When Bronx rap legend Fat Joe ponied up bail money to smash Justin Bieber from jail in 2014, he tried to do a solid for a friend. Instead, he says one favors undid whatever thin bond they share. On a recent episode of his new podcast, Joe & Jada, a new collaboration with Jadakiss that covers everything from music to sport to culture, Fat Joe told an anecdote about the day he received a call that would put him in Bieber’s business and, consequently, out of his life.
“Raul, rest in peace, calls me up and says, ‘Yo they looking for somebody to bail out Justin Bieber,’” Joe said, referring to his late friend Raul Conde. Bieber was fresh off his arrest in Miami on a DUI charge, a headline-grabbing turn in the pop star’s tumultuous early career.
Joe explained that the bail amount was not wild. “It wasn’t no money,” he said. “It was for nothing, a couple of hundred dollars, a thousand dollars.” The court records showed that the bail was $2,500, but Joe avowed they got something done with Rich Playa’s girlfriend. “We bail out Bieber. $100.”
The number is beside the point; the gesture was genuine. But the aftermath? Not what Joe expected. “Calls me to thank me, and he’s like, ‘Yo, I’m a gangster now,’” Joe said, half-laugh, half-cringe. “I’m like, ‘Yo, Justin. Listen, bro. You gotta stop. We don’t want you gangster.’”

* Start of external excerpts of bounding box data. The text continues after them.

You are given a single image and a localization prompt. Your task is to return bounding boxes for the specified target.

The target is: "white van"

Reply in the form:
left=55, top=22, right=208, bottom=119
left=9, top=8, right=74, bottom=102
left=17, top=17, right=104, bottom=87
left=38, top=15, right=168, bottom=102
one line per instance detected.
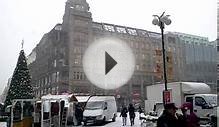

It was a freeze-frame for Joe: Not because of Bieber’s tough new edge, but because of what he believed the young pop prince did not know about himself.
“We in no way want you to get arrested but want you to succeed. You’re Justin Bieber! My daughter worships you! We all love you!” he told him.

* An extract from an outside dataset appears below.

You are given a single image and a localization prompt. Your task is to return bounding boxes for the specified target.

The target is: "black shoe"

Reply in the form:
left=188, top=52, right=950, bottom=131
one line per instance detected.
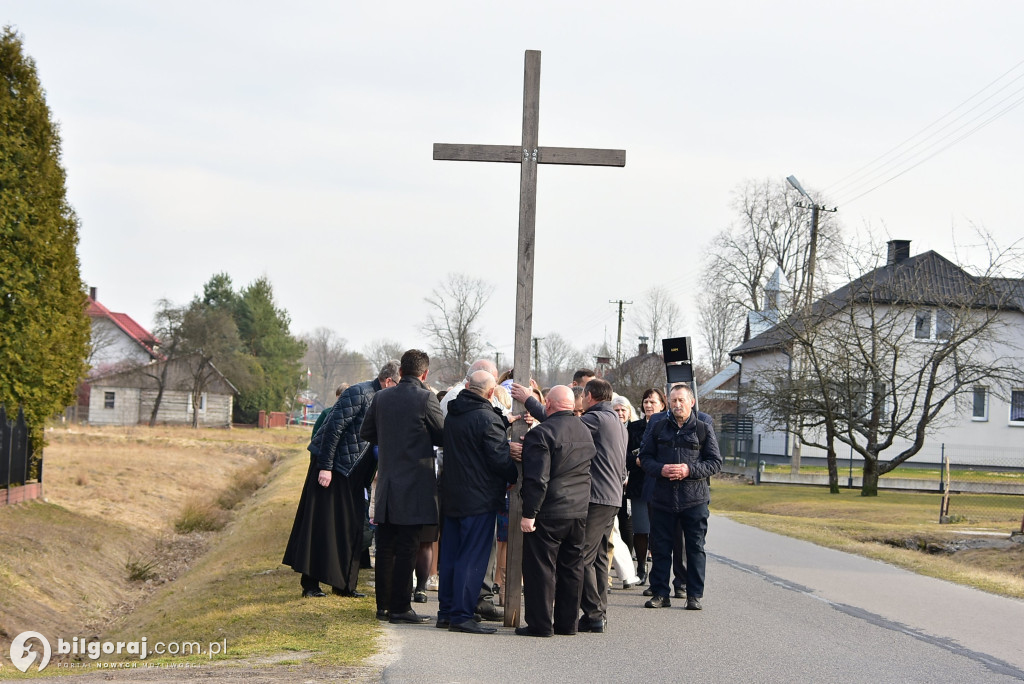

Apparently, that straightforward advice from his own “man who broke him out,” as Joe called Obama, on what to avoid saying to the voters to prevent political self-immolation didn’t land the way Joe was hoping.
“Kinda messed up my relationship with him,” Joe acknowledged. “I don’t think he liked it.”
The two have not been close since, and it seems Fat Joe has taken it in stride. Nevertheless, the story has met with some skepticism online. Social media surged with reactions, from curiosity to shade. “This man is nothing but a liar,” one commenter wrote. One more wrote, “Joe is the type to tell a story, and it probably has about 50% truth. But whatever its blend of myth and memory, Joe’s sticking to the story, and now he’s got a mic to tell it the way he sees it.